Barriers to integration for eastern European workers and Asian Muslim women
While the town is largely well integrated today, there are signs that enclaves are beginning to form. Data analysis from the 2011 census suggests this, as does our qualitative research undertaken with local residents, civil society stakeholders and service providers. Increasingly, there have been concerns that some migrants are not integrating well in the town, leading separate lives that leave little room for engagement with the rest of Bedford’s population. This is particularly the case for eastern European workers and among the Asian Muslim community.
For eastern European workers, EU free movement rules meant that while some settle in Bedford and gradually become part of the community, others come only transiently. Working largely among speakers of their own language, living in bedsits and with little call to establish passing contact with the rest of the town, these migrants – particularly men, who have less contact with services such as schools than women – do not follow the pathway of integration that previous migrants to Bedford have laid down.
Some Asian Muslim women have apparently struggled to establish even basic indicators of integration, such as learning some English or establishing connections outside the cultural group even after living in the town a long time. A range of factors combined to impede their integration.
- Hostility of family members to their engagement with people outside the social group, from husbands, mothers-in-law and parents for social and cultural reasons, and from some sons on religious grounds.
- Low levels of confidence impeded these women from making the steps that facilitate the integration of other migrants. Engaging with public services, going somewhere on their own, approaching authority figures or travelling to an unfamiliar part of the town were simply too intimidating.
- Household and caring responsibilities reducing the time and opportunities available for integrating.
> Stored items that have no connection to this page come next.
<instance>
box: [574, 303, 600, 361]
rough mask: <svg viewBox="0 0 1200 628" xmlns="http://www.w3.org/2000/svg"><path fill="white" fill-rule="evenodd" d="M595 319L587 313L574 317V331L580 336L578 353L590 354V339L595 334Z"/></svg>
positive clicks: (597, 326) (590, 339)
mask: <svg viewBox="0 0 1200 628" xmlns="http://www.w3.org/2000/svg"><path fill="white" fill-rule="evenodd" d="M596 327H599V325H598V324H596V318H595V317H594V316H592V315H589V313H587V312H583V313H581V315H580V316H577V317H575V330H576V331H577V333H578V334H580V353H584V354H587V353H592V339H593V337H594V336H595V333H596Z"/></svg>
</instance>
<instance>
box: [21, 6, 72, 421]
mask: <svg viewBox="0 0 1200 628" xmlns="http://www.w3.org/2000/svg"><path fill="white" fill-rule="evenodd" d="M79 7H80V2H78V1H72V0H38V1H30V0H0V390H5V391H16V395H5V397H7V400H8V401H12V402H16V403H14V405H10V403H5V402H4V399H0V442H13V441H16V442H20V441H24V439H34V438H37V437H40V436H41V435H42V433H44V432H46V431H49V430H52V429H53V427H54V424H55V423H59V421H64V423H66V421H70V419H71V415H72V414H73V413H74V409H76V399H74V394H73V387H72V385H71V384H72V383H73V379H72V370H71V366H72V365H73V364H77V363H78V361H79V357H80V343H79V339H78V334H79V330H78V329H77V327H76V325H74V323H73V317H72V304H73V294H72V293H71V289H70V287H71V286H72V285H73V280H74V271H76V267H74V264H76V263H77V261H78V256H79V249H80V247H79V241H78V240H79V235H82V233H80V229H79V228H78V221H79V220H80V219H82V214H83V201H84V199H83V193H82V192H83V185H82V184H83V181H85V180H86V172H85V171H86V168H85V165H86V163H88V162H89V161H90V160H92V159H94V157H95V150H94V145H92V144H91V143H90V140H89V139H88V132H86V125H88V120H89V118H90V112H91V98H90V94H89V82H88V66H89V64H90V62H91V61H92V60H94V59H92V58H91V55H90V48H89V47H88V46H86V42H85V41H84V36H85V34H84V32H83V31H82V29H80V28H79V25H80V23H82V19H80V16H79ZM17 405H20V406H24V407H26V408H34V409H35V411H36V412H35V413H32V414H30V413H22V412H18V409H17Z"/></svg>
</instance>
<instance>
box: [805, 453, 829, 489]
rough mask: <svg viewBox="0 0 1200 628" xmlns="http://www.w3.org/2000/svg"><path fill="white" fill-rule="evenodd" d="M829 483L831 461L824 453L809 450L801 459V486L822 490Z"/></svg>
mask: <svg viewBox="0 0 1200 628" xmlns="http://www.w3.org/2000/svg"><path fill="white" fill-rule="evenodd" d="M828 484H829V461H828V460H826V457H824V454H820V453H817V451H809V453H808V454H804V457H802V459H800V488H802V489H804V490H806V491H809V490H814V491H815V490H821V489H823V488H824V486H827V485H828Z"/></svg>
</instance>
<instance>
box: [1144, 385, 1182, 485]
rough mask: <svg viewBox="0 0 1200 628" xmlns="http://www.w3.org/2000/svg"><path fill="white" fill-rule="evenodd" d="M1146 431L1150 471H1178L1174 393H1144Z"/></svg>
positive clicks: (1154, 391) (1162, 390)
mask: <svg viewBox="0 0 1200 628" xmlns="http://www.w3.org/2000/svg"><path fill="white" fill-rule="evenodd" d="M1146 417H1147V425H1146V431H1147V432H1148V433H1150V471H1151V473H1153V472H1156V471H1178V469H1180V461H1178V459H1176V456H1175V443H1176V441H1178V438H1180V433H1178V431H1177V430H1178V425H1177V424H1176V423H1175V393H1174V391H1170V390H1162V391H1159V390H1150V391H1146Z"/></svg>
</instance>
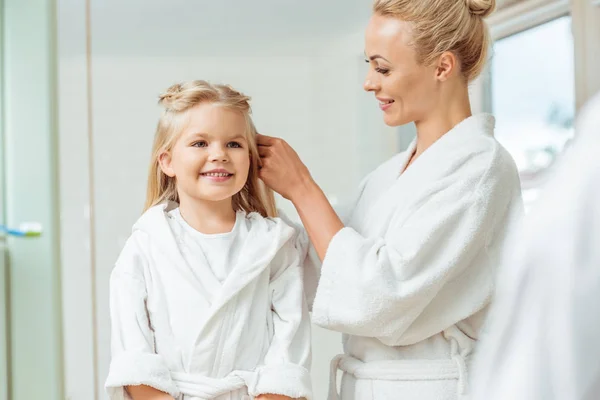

We found evidence that sensitive adaptations that allowed women to overcome these obstacles could have a transformative impact on their integration. For example, a local swimming pool secured permission to run a women-only swimming class, which it targeted (primarily, but not exclusively) at Asian Muslim women. Over time, this swimming class reduced scepticism from hostile family members. Women’s confidence increased, and they managed to collectively organise their childcare responsibilities. Small, judicious and empowering adaptations made integration easier.
Adaptations such as these can be controversial. Gender segregation, especially in order to cater to religiously conservative groups, is a contentious issue. Similarly, using compulsive strategies to compel migrants to integrate causes concern in some quarters – but when used judiciously and in ways that are empowering and not punitive, there is a place for such measures.
- Target English language learning at the most isolated migrants and set up an interest-free loan to pay for tuition.
- Educate boys on the role of older women as well as girls of their own age.
- Develop the provision of culturally-sensitive childcare.
- Set up an integration hub in areas where migrant workers congregate.
- Establish a selective landlord licensing scheme.